Like Slate, but slightly less feverish, the Times posited that the Electoral College is kind of racist.
“The Electoral College, which is written into the Constitution, is more than just a vestige of the founding era; it is a living symbol of America’s original sin,” they wrote. “When slavery was the law of the land, a direct popular vote would have disadvantaged the Southern states, with their large disenfranchised populations. Counting those men and women as three-fifths of a white person, as the Constitution originally did, gave the slave states more electoral votes.”
“Yes, Mr. Trump won under the rules, but the rules should change so that a presidential election reflects the will of Americans and promotes a more participatory democracy,” the board added.
Additional media voices have weighed in with likeminded arguments.
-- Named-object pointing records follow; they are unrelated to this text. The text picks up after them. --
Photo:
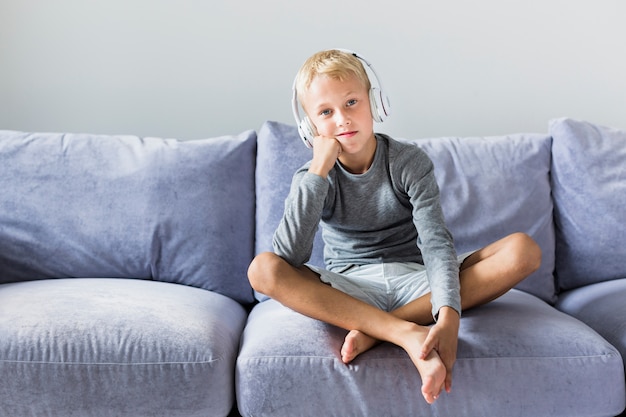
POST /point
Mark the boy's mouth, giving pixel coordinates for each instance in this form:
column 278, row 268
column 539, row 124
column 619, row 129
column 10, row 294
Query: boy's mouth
column 347, row 134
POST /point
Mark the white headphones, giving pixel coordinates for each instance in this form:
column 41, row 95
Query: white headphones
column 379, row 104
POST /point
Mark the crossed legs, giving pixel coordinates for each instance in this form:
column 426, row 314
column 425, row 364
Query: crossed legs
column 485, row 275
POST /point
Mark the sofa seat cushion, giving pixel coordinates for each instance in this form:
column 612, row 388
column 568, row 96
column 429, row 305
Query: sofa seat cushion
column 113, row 347
column 517, row 356
column 490, row 187
column 589, row 188
column 80, row 205
column 602, row 307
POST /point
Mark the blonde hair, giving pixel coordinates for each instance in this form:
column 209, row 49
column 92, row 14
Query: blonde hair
column 332, row 63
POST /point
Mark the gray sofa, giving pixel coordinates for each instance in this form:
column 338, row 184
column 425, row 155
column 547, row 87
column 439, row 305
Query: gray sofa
column 123, row 287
“Yes, it is ironic that this racist idea, the Electoral College, 225 years later ended up benefiting the candidate who spewed racism hate,” said filmmaker and frequent cable news commentator Michael Moore.
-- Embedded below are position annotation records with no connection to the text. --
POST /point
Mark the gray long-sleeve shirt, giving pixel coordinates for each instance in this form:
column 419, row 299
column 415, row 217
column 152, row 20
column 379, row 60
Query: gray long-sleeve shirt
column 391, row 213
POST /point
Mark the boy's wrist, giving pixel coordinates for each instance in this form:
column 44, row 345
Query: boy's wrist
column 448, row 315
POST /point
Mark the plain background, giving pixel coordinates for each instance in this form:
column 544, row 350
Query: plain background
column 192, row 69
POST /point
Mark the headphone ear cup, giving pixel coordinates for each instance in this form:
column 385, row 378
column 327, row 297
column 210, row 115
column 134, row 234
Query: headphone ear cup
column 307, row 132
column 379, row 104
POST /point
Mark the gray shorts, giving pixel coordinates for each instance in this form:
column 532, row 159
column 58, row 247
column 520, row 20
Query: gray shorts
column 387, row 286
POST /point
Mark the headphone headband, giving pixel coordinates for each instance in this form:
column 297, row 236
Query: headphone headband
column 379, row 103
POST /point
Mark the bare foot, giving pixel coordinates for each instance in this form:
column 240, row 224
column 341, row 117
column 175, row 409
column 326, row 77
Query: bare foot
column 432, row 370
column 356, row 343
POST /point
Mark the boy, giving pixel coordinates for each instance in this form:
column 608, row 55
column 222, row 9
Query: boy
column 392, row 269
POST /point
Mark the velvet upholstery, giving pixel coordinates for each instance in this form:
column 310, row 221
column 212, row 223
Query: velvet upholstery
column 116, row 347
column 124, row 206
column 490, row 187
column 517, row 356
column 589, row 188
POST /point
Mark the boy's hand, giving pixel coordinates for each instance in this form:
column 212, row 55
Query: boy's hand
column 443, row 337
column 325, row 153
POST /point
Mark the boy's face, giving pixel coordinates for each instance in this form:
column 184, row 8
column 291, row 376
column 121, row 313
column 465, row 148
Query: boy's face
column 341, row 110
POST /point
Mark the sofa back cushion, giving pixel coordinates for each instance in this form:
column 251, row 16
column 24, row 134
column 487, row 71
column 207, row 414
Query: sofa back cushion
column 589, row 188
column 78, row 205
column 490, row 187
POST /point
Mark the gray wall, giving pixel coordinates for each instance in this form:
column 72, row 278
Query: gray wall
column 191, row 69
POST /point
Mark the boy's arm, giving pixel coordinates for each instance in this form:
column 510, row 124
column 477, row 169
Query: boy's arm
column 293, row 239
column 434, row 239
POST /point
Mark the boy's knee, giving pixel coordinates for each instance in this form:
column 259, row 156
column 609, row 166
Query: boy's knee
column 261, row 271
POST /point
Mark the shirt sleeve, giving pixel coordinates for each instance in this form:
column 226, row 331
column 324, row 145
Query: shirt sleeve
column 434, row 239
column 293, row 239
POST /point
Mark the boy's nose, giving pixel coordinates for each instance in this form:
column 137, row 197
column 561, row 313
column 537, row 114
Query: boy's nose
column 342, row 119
National Public Radio contributor Samuel Black said, “The electoral college is not only racist historically, but concretely devalues the votes of non-white citizens today.”
The Detroit Free Press’ Stephen Henderson also wrote an op-ed titled, “The electoral college and its racist roots.”
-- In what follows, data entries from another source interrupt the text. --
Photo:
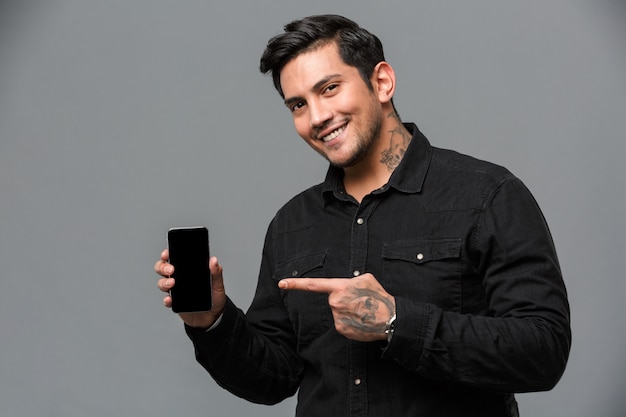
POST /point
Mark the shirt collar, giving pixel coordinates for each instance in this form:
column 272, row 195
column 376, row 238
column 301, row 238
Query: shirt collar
column 408, row 177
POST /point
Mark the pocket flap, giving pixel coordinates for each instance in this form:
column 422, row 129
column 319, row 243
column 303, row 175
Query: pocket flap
column 301, row 265
column 420, row 251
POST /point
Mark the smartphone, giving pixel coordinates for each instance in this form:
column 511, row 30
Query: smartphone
column 189, row 254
The far-left website Daily Kos ran the none-too-subtle headline, “From slave states to whose vote counts, the Electoral College has protected white power.”
You get the picture.
The funny thing is, certain newsrooms that have published handwringing denunciations of the mechanism by which U.S. presidents are chosen, seem to forget they defended this very same system in the past.
The New York Times in particular once mounted a smart defense of the Electoral College back in December 2000 – just after George W. Bush beat Al Gore for the White House.
In an editorial published 16 years ago, the Time’s board argued quite vigorously that the case for keeping the system are, “compelling, and in our view, outweigh the majoritarian case” that their state’s new Senator-elect, Hillary Clinton, was then advancing.
“The system has survived earlier instances in which the winner of the popular vote was denied the presidency,” they added at the time. “Wise voters and legislators will want to make sure that it survives this one as well.”
Interestingly enough, the Times’ editorial board forgot all about this 16-year-old defense, and admitted as much in a correction added to its editorial this week. (They wrote: “An earlier version of this editorial incorrectly stated that the editorial board has been opposed to the Electoral College going back 80 years. It failed to note an exception: in 2000, the board defended the college after the election of George W. Bush.”)
There is a lot going on here, and it’s probably not the best use of one’s time going through and trying to unpack arguments made in bad faith. For now, let’s just say that there are ways to have a good-faith debate about the Electoral College, and that the above do not represent anyone’s best efforts.
Further, there’s something strange about waiting until after a certain party’s shellacking to sound the alarm on a supposedly sexist and racist political mechanism.